Upon a limited review of the commercial portal solutions, I have found it hard to determine what they offer over open source solutions (especially since a few are based on products like Jetspeed or UPortal). I would like to hear what others have found using commercial and open source portal products."
Zope may be what you are looking for. It's hard to beat for ease of use, maintenance, separation of code from content, etc. Zope is scalable, can also do enterprise-like stuff, connect to RDBMS and all, use any number of authentication schemes other than its own built-in scheme (LDAP, *nix passwd files, NT domains, databases). I believe you can also run Zope behind Apache w/SSL, which should take care of your security needs. Give it a try, anyway.
I thought portals went out with stock options, VRML, and "push."
I write in my journal
I completely forgot to mention the number one consumer of portals these days:
Individual companies.
Portals are an excellent "intranet" tool, offering company news and documents to their employees. They're often a better and cheaper alternative to investing in one of the Intranet-ware applications that are provided by M$ and others or trying to develop them in-house, since generally most of what an intranet needs to do is share documents, which can be done easily and well through a portal.
Karma: Chevy Kavalierma.
I had to work with Zope recently and had been quite underwhelmed :
1. Easy management : yes and no. It's full of "objects", "class", "methods", etc. I can understand that; my client cannot.
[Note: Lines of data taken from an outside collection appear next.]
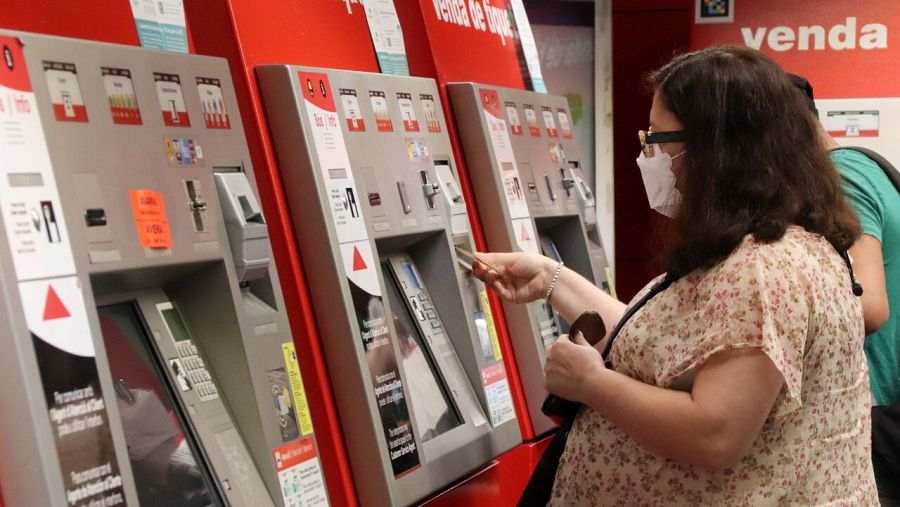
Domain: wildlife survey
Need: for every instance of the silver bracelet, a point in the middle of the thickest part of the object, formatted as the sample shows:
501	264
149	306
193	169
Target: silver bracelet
553	281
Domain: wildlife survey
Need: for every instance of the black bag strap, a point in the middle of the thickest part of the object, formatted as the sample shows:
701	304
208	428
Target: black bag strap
540	485
889	170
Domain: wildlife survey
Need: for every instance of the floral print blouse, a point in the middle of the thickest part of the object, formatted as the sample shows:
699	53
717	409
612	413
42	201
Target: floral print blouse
790	298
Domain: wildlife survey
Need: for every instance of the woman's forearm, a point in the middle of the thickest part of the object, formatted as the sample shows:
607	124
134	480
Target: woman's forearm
573	295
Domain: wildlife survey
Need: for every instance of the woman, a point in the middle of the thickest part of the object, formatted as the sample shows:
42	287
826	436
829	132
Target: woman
744	382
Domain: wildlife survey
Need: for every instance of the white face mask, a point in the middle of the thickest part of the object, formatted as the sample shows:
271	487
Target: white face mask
659	182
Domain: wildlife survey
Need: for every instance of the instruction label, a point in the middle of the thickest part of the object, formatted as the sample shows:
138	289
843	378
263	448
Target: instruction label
296	380
387	36
29	198
432	123
171	100
379	107
504	158
512	115
407	113
150	219
498	394
160	24
300	474
213	103
549	123
531	119
119	88
65	94
352	112
564	124
331	152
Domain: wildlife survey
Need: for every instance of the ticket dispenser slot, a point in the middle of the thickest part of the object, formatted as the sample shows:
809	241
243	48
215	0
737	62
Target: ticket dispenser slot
528	175
248	234
567	182
550	188
196	204
429	189
404	197
452	197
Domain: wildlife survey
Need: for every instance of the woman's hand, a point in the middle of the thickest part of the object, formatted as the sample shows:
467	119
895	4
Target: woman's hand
518	277
569	365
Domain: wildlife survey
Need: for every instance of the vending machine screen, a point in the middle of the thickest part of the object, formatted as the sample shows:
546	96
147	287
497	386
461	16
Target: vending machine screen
432	405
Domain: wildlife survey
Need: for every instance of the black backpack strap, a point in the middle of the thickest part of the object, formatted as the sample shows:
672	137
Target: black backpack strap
889	170
540	484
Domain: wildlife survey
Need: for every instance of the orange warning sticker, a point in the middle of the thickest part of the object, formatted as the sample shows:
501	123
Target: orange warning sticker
150	219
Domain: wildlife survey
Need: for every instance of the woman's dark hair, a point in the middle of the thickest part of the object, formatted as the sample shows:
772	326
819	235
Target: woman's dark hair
754	163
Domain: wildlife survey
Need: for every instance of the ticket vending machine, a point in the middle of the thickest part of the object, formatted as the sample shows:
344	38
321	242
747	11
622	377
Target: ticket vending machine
408	335
147	356
522	159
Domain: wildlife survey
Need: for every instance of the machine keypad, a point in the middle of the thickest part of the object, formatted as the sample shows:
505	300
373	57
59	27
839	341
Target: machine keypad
196	371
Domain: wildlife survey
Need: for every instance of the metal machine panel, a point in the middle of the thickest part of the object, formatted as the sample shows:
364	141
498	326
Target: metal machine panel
374	195
123	167
532	196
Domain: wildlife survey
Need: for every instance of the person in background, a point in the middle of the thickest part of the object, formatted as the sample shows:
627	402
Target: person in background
741	380
876	261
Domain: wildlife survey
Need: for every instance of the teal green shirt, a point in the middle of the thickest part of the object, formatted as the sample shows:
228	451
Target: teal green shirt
877	204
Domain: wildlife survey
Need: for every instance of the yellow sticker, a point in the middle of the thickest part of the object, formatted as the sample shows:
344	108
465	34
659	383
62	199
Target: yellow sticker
489	320
612	286
293	369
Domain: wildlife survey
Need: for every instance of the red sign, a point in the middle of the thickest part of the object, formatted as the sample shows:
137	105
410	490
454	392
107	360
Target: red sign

2. Separation of code from content : if you don't count DTML as "code", that may be true.
3. Authentication scheme : I tried to coax Zope into authenticating to a MySQL database. Two package seems to be doing what I wanted. One was full of bug, the other would have required that I port it from PostgreSQL to MySQL.
Quality of module vary greatly. Some are good, but a lot are outdated or broken.
The zope.org site suck big time. The search engine lack option and return too many hit without any regard to revelance.
Documentation is uneven. It's better than none at all, however.
Error messages are useless. Although it might be nice to know the function call stack, I would have prefered something more informative than "KeyError" for error message. And have a look at the data that made Zope choke, too.
I suppose it's a matter of taste. For the Python freak it might be ok. I personnally dislike it with passion.
:wq
Document Management? .. Plumtree has this, Jetspeed doesn't. I see this as being a pretty large effort to get this built in. Sure, I can arrange gadgets all over the place, but managing the content on these pages is another huge task I don't believe Jetspeed addresses.
Java, Pascal, C++, Python, Perl, etc. are all also full of objects, classes and methods. The programmer's job is to hide these things from the client behind a friendly interface.
Somewhat true, for DTML. However, Page Templates were recently introduced and they (mostly) separate code and presentation quite nicely.
Well, most search engines suck; that's why I use Google with the "site:" constraint.